Mubadalah.id – Kadang kita salah kaprah dalam menyebut istilah yang digunakan untuk mendefinisikan sesuatu perkara yang berkaitan dengan hukum, yang sebenarnya hal itu sudah ‘paten’ didefinisikan oleh ulama klasik. Misalnya tentang penyebutan ‘nikah sirri’ dalam pengertian hukum di Indonesia. Definisi ini berbeda dengan pengertian yang sudah diberikan oleh fuqaha dalam kutub al mu’tabarah.

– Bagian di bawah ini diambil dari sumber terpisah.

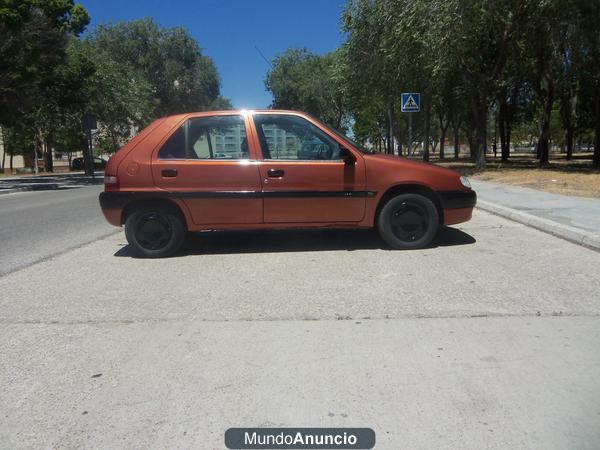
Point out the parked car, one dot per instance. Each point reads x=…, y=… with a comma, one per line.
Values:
x=240, y=170
x=79, y=164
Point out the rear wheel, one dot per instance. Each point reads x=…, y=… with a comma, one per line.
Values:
x=155, y=232
x=408, y=221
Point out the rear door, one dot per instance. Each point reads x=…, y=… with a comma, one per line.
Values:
x=208, y=163
x=304, y=176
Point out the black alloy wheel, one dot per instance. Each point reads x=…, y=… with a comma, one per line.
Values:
x=408, y=221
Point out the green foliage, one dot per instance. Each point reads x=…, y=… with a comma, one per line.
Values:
x=125, y=74
x=181, y=78
x=33, y=40
x=300, y=79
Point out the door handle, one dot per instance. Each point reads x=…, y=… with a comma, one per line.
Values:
x=169, y=173
x=275, y=173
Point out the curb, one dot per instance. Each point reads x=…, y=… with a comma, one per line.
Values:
x=571, y=234
x=39, y=187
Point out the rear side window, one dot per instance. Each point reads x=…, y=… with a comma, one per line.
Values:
x=294, y=138
x=218, y=137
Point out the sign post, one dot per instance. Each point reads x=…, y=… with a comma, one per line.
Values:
x=411, y=102
x=88, y=122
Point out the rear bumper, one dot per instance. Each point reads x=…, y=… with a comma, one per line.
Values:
x=458, y=206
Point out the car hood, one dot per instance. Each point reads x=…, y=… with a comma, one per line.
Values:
x=411, y=163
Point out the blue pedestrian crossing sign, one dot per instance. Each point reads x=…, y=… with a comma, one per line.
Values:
x=411, y=102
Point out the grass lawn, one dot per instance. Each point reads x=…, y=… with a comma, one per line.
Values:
x=574, y=177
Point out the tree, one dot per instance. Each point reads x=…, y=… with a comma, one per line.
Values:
x=300, y=79
x=170, y=61
x=33, y=40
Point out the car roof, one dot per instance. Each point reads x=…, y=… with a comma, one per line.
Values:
x=236, y=111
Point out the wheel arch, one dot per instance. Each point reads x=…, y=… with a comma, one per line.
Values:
x=150, y=202
x=411, y=188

Dalam kehidupan berbangsa dan bermasyarakat di Indonesia, warga Muslim menghadapi dualisme hukum. Satu sisi kita dihadapkan pada wawasan dalam fiqh, sedang di sisi lain kita juga dihadapkan hukum aturan negara. Tidak mengapa apabila kedua hukum tersebut tidak kontradiksi. Namun, yang kita temukan kedua hukum tersebut kadang berbeda, bukan saja pengertiannya tetapi juga hukumnya. Keadaan ini kadang membuat masyarakat kesulitan dan menjadi bingung, ikut yang mana?
Seperti halnya dalam nikah sirri. Istilah ini berasal dari bahasa Arab dari kata سر (sirrun) yang artinya rahasia. Yakni pernikahan yang dilaksanakan secara rahasia dan tertutup. Bisa jadi dengan syarat rukun nikahnya sudah terpenuhi. Oleh karenanya hukum nikah demikian menurut fiqh tetap dipandang sah.
Nah, makna ini berbeda dengan ketentuan istilah hukum negara di Indonesia. Nikah sirri di Indonesia tidak dipandang sah. Hal itu karena nikah sirri dilaksanakan di bawah tangan, sehingga tidak dicatatkan.
Perlu diketahui, seperti yang sudah saya jelaskan minggu lalu, bahwa produk hukum keluarga di Indonesia ini bersumber dari fiqh mazhab Syafi’i. Di mana makna nikah sirri menurut mazhab Syafi’i juga sama dengan definisi fuqaha yang lainnya. Lalu dari mana istilah nikah sirri di Indonesia yang demikian itu?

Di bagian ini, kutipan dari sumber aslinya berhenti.